The Language Resources and Intelligent Technology Sub-laboratory
Release time:2025/5/16 9:57:07
Guided by national development strategies, the Language Resources and Intelligent Technology Sub-Lab centers its work around three core pillars: "Resource Construction, Technological Breakthroughs, and Application Services." Focusing on critical challenges in the construction of resource systems and intelligent analysis for Standard Chinese (Putonghua) and low-resource languages, the lab drives the integrated innovation of language resource development and Chinese information processing technologies. It aims to build a model platform for language intelligence applications, supporting the modernization of China’s language and writing systems.
The research team is primarily based on the Applied Linguistics Research Department and the Lexicography Research Center, with core members affiliated to the "Dengfeng Program" (Peak Climbing Program) in Corpus Linguistics, a special discipline of the institute. The team consists of 3 senior researchers, 3 associate researchers, and 4 assistant researchers, covering multiple fields including linguistics, ethnolinguistics, computational linguistics, artificial intelligence, and lexicography.

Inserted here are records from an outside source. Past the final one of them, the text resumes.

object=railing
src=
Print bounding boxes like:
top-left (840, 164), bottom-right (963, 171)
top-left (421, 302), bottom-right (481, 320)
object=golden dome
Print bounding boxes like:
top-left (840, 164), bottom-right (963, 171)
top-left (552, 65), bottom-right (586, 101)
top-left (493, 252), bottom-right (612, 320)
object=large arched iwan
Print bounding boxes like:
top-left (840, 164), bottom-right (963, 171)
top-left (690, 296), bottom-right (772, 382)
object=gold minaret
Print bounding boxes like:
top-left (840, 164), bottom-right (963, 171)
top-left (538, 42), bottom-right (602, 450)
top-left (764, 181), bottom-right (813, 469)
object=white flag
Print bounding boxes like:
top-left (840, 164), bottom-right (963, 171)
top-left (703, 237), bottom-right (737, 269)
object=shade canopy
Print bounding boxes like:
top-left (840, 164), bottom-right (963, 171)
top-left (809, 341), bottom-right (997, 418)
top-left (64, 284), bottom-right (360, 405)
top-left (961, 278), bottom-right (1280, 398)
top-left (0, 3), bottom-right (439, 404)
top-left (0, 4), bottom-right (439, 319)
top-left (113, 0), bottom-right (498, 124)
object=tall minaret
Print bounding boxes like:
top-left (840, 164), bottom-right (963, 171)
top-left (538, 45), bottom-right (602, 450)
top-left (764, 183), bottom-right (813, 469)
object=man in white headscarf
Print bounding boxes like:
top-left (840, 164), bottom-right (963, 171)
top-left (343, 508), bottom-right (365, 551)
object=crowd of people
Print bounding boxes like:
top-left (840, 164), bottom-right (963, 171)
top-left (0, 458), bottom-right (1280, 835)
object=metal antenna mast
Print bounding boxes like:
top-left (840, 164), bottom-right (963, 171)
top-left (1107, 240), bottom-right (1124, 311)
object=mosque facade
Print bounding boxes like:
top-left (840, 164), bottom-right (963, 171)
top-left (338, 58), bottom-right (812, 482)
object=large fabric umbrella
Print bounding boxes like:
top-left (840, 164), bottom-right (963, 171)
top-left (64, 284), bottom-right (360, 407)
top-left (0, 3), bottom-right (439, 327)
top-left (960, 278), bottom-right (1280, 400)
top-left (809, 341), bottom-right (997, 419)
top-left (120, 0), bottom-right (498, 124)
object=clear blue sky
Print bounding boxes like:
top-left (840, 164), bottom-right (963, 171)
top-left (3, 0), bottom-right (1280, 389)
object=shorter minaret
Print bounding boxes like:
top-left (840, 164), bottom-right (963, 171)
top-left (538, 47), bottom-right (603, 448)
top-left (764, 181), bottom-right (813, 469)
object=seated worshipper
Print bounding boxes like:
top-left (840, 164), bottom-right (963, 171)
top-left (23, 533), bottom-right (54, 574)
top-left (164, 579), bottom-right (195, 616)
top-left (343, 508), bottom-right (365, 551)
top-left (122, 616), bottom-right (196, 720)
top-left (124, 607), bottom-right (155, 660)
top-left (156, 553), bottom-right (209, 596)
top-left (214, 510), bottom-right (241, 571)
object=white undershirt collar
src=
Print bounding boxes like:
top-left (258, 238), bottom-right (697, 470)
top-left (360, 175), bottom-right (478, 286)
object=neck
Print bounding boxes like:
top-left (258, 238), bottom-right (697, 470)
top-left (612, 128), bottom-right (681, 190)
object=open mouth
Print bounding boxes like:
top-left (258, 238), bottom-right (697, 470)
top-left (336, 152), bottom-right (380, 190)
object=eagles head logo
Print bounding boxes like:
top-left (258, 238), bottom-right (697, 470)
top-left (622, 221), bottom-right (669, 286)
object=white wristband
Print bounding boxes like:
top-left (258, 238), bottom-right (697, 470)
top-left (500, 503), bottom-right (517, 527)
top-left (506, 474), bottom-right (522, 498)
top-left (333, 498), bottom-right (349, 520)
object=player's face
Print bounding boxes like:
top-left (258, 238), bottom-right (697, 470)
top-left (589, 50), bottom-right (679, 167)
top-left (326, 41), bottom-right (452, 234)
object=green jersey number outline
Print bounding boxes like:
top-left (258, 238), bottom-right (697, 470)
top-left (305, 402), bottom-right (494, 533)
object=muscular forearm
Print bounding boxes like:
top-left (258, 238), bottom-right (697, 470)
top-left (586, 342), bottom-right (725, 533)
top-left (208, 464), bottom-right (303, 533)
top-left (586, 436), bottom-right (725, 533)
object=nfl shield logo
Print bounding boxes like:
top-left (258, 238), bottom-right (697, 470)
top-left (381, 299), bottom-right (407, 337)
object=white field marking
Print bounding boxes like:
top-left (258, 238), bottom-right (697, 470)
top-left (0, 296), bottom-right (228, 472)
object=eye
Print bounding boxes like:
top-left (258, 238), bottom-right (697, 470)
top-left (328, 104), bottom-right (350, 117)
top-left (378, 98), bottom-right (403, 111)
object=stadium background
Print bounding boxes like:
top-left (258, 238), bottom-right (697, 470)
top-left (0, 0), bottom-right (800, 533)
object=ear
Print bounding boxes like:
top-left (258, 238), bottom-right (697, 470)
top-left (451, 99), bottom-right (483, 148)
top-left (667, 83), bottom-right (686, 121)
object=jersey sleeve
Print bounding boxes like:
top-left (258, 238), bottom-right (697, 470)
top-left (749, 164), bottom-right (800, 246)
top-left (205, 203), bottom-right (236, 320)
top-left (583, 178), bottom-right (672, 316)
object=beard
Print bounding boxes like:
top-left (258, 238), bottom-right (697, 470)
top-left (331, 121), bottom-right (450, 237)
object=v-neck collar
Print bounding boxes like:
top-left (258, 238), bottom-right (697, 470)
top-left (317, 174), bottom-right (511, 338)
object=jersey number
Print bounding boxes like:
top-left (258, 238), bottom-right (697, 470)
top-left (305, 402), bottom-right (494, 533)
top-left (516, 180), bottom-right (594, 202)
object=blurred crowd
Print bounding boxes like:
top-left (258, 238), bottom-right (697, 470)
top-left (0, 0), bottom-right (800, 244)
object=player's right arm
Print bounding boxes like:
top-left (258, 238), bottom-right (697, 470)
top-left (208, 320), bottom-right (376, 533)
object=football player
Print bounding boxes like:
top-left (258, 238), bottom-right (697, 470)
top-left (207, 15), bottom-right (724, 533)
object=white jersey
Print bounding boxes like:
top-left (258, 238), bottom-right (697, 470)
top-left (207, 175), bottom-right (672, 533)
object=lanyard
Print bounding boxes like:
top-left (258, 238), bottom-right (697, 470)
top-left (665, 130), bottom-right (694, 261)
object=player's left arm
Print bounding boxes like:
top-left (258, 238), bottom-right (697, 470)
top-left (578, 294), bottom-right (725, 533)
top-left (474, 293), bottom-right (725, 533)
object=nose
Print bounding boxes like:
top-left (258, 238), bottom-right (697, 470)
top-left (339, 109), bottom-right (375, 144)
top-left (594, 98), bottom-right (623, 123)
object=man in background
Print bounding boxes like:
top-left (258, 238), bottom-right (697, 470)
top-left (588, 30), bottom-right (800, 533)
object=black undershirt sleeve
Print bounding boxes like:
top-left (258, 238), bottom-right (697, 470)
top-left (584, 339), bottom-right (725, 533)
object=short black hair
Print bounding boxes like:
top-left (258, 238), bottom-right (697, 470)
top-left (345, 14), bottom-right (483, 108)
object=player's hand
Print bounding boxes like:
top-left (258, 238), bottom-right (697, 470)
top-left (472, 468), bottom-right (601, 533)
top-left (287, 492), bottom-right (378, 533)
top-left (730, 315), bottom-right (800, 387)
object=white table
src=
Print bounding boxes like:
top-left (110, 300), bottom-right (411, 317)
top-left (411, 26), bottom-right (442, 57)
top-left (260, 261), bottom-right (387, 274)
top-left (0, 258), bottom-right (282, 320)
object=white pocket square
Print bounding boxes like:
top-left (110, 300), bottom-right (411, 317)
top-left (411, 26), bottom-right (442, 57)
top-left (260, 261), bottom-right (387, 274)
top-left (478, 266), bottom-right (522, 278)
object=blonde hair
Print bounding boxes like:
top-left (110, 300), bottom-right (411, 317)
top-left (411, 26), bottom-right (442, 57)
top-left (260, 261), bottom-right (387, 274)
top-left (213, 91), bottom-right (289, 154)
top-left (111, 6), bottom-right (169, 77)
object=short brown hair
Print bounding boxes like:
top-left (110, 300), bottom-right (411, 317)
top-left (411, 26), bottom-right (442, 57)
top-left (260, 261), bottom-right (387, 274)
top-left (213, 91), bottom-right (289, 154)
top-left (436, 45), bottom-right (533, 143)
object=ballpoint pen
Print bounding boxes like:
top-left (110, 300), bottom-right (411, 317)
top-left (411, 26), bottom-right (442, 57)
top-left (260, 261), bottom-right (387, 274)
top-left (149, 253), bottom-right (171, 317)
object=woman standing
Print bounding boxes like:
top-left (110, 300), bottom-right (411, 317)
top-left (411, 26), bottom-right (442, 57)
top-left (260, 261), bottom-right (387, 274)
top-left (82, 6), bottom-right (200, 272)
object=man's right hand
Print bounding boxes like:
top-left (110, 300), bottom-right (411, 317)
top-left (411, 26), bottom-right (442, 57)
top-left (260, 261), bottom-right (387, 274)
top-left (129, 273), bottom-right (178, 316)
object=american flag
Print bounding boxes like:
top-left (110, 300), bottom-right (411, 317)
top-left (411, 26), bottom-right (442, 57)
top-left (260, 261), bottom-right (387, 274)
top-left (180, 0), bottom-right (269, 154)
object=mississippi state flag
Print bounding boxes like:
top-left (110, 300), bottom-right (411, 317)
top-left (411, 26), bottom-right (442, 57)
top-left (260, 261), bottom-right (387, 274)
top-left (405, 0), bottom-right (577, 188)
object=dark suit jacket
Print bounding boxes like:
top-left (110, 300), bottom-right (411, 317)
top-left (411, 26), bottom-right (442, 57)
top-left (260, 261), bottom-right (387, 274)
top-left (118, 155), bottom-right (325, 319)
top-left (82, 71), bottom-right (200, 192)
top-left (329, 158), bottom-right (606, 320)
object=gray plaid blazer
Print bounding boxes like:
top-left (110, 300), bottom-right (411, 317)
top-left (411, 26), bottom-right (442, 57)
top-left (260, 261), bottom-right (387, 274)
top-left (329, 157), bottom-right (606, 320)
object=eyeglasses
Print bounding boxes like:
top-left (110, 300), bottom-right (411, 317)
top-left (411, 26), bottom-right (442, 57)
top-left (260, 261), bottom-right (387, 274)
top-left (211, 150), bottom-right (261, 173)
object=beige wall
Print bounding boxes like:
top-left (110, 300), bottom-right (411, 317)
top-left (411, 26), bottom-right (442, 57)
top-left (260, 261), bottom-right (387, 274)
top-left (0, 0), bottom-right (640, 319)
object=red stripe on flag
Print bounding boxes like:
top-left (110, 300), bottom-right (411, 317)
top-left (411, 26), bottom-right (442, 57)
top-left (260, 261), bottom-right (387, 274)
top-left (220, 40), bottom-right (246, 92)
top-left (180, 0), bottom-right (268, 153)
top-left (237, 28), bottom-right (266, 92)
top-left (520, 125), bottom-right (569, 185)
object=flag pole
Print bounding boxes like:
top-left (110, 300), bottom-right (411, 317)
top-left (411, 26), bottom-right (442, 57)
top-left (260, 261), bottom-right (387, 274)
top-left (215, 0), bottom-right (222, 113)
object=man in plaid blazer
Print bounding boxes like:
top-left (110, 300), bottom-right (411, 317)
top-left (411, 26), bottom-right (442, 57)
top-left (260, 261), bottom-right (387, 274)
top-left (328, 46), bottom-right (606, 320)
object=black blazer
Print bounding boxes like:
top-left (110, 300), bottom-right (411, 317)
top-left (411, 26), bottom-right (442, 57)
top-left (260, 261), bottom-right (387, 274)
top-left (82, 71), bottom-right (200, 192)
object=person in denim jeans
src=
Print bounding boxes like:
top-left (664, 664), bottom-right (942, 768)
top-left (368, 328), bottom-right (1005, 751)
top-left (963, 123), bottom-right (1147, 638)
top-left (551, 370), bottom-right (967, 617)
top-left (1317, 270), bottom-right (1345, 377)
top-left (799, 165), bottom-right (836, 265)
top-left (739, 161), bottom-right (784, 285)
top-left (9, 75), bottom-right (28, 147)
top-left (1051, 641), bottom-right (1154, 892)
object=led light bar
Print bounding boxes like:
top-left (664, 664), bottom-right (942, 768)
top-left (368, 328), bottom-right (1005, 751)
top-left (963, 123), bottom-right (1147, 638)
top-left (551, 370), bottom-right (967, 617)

The research directions include: (1) Chinese National Corpus Platform: Aiming to build a large-scale, structurally balanced, richly annotated, dynamically updated, and widely applicable Chinese language resource system with open sharing. It integrates efficient functions such as case retrieval, frequency statistics, collocation queries, usage comparisons, and lexical profiling, providing robust infrastructure for language teaching and research. (2)Low-Resource Chinese Language Processing Platform: Focusing on the informatization of under-resourced languages, with current priorities on constructing resource platforms and processing tools for ancient languages and ethnic minority languages.(3)Intelligent Lexicography Platform: Addressing the needs of dictionary compilation in the digital-intelligent era, it leverages large language models (LLMs) to enable extensive retrieval of massive corpora, authoritative dictionaries, and online resources, supporting the editorial work of flagship publications.